Subsequently, the characteristics of the bubble centroid movement were quantitatively analyzed. Figure 13 shows the variations in the bubble centroid moving distance (∆d_c) over time during the collapse process. As shown in Figure 13, for case 1, the movement of the bubble centroid can be ignored for most of the oscillation period (T* < 0.8). And, it is pronounced in the final stage of the collapse. For cases 2 and 3, there are significant centroid movements throughout the entire collapse stage, and the trend and distance of their centroid movements are similar. In general, when a bubble collapses at the symmetrical positions of double cylinders, the bubble centroid moves toward the origin, and this phenomenon is most significant in the final stage of the collapse.

The bubble radius can be calculated by measuring its area and using the area formula, which can be expressed as follows:

$$R=\sqrt{\frac{S}{\pi }}$$

(6)

Figure 14 shows the variations in the bubble radius over time during the collapse process. The maximum bubble radius (R_max) is obtained by calculating the maximum bubble volume and then employing the cylindrical volume formula. As shown in Figure 14, the maximum bubble radii and the durations of the first oscillation period increase and then decrease as l* increases. Specifically, the minimum R_max occurs when l* is the smallest, and the shortest bubble oscillation period occurs when l* is the largest.

5. Conclusions

In the present study, the dynamic behaviors of a bubble collapsing near double cylinders within a narrow gap were qualitatively and quantitatively investigated through a high-speed photographic technique. The mechanism by which the position of the bubble affects its dynamics were revealed. Based on a large number of experimental results, three typical collapse cases were observed and classified. In addition, the experimental bubble interface velocities, centroid movements, durations of the first oscillation period, and the roundness of the bubble cross-section were analyzed in detailed. The conclusions are summarized as follows:

(1) At the symmetrical position of the double cylinders, the bubble collapse behaviors can be divided into three typical cases based on the bubble positions: In case 1, two liquid films form inside the bubble, and the bubble interfaces on both sides contract during the collapse process. In case 2, the right half of the bubble grows inward while the right half grows in an arc shape, and the bubble is divided into two parts with a large spacing in the final stage of the collapse. In case 3, the bubble grows in a circular shape, and the bubble is also divided into two parts with a small spacing.

(2) The condition for generating a collapse jet is that the contraction amplitude on the left side of the bubble interface is much smaller than that on the right side. Thus, a significant depression is formed on the right side and gradually develops into a collapse jet.

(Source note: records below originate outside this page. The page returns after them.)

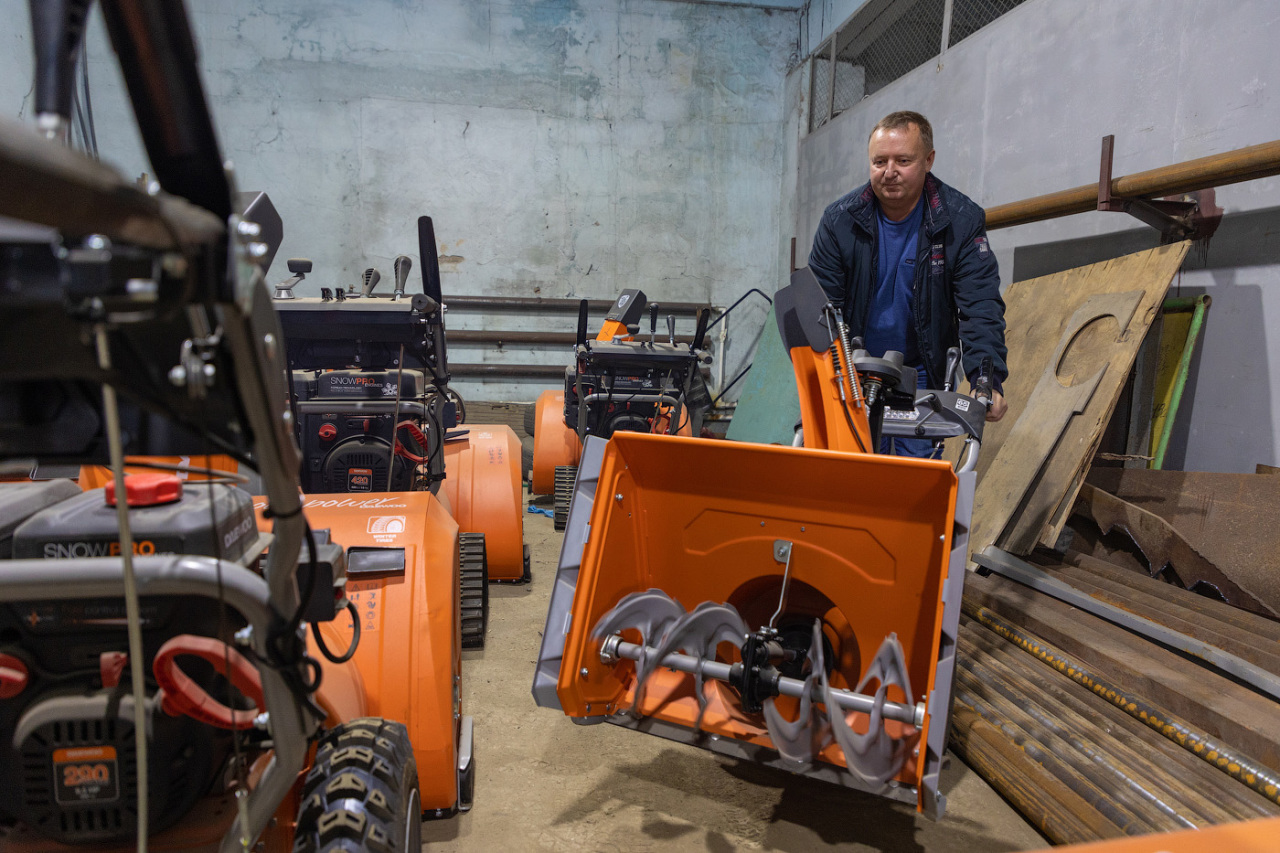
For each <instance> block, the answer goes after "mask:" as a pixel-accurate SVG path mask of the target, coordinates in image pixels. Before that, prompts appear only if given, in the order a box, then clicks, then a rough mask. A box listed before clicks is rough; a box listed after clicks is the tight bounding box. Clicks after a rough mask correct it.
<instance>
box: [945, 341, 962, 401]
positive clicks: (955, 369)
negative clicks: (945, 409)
mask: <svg viewBox="0 0 1280 853" xmlns="http://www.w3.org/2000/svg"><path fill="white" fill-rule="evenodd" d="M959 366H960V347H950V348H948V350H947V370H946V373H943V374H942V389H943V391H955V389H956V386H957V383H956V368H959Z"/></svg>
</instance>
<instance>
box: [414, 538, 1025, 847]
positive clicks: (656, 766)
mask: <svg viewBox="0 0 1280 853" xmlns="http://www.w3.org/2000/svg"><path fill="white" fill-rule="evenodd" d="M525 539H526V542H529V544H530V546H531V548H532V576H534V580H532V583H531V584H529V585H520V587H509V585H494V587H492V588H490V596H492V605H490V622H489V638H488V644H486V647H485V649H484V651H479V652H466V653H463V670H462V679H463V711H465V713H470V715H472V716H474V717H475V731H476V735H475V736H476V744H475V749H476V762H477V765H476V771H477V777H476V795H475V808H474V809H472V811H471V812H468V813H466V815H460V816H457V817H451V818H443V820H438V821H428V822H426V824H424V825H422V838H424V841H425V844H424V849H433V850H535V849H538V850H573V852H579V850H627V852H644V850H710V852H713V853H719V852H722V850H814V849H818V848H826V849H833V850H886V852H895V853H896V852H902V853H906V852H920V853H925V852H927V853H952V852H955V853H959V852H963V850H978V852H980V853H1001V852H1005V850H1027V849H1039V848H1043V847H1047V841H1044V839H1043V838H1042V836H1041V835H1039V834H1037V833H1036V830H1033V829H1032V827H1030V826H1029V825H1027V824H1025V822H1024V821H1023V820H1021V818H1020V817H1019V816H1018V815H1016V813H1015V812H1014V811H1012V809H1011V808H1010V807H1009V804H1007V803H1005V802H1004V800H1002V799H1001V798H1000V795H998V794H996V793H995V792H993V790H991V788H988V786H987V785H986V783H983V781H982V780H980V779H979V777H978V776H977V775H975V774H974V772H973V771H972V770H969V768H968V767H965V766H964V765H963V763H961V762H960V761H959V760H956V758H954V757H952V761H951V767H950V770H948V771H947V772H946V774H945V775H943V784H942V789H943V793H945V794H946V797H947V813H946V817H943V820H942V821H940V822H933V821H929V820H925V818H923V817H919V816H918V815H915V812H914V809H911V808H910V807H906V806H901V804H895V803H888V802H887V800H883V799H879V798H876V797H870V795H865V794H859V793H855V792H850V790H847V789H844V788H838V786H836V785H829V784H824V783H817V781H812V780H808V779H803V777H800V776H792V775H790V774H786V772H783V771H777V770H771V768H767V767H760V766H756V765H753V763H745V762H740V761H735V760H730V758H723V757H719V756H716V754H713V753H710V752H705V751H703V749H698V748H695V747H687V745H684V744H677V743H673V742H669V740H664V739H660V738H655V736H650V735H644V734H639V733H635V731H627V730H625V729H620V727H617V726H611V725H596V726H577V725H575V724H573V722H572V721H571V720H570V719H568V717H566V716H563V715H562V713H559V712H558V711H550V710H545V708H539V707H536V706H535V704H534V699H532V695H531V693H530V689H531V685H532V676H534V666H535V660H536V657H538V647H539V643H540V638H541V631H543V621H544V619H545V616H547V606H548V601H549V597H550V590H552V581H553V579H554V573H556V564H557V561H558V558H559V547H561V539H562V534H558V533H556V530H554V529H553V525H552V520H550V519H549V517H545V516H543V515H534V514H529V515H526V516H525Z"/></svg>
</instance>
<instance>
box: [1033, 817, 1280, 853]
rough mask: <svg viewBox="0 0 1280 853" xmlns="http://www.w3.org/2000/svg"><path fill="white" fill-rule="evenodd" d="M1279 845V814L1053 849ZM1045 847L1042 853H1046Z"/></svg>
mask: <svg viewBox="0 0 1280 853" xmlns="http://www.w3.org/2000/svg"><path fill="white" fill-rule="evenodd" d="M1277 847H1280V817H1267V818H1258V820H1253V821H1247V822H1243V824H1222V825H1220V826H1206V827H1202V829H1189V830H1181V831H1178V833H1160V834H1157V835H1142V836H1138V838H1117V839H1114V840H1110V841H1093V843H1091V844H1070V845H1068V847H1055V848H1052V849H1053V853H1064V852H1065V850H1071V853H1224V852H1226V850H1230V853H1272V852H1274V850H1275V849H1276V848H1277ZM1048 850H1050V848H1044V852H1043V853H1048Z"/></svg>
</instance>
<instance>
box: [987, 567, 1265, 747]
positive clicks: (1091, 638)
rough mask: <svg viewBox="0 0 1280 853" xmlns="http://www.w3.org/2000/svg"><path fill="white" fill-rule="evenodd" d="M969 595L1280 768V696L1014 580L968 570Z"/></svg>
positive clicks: (1148, 700) (1095, 665)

(3) l* shows significant impacts on the bubble collapse behaviors near the double cylinders. As l* increases, the movement distance of the left endpoint on the bubble interface decreases and that of the right endpoint increases. The bubble roundness increases with increasing l*, and the duration of the first oscillation period first increases and then decreases.

In future work, it is significant to investigate the bubble dynamics in flow fields such as viscous fluids and superheated fluids [40,41]. And, numerical methods should be employed to investigate the detailed liquid flow field characteristics.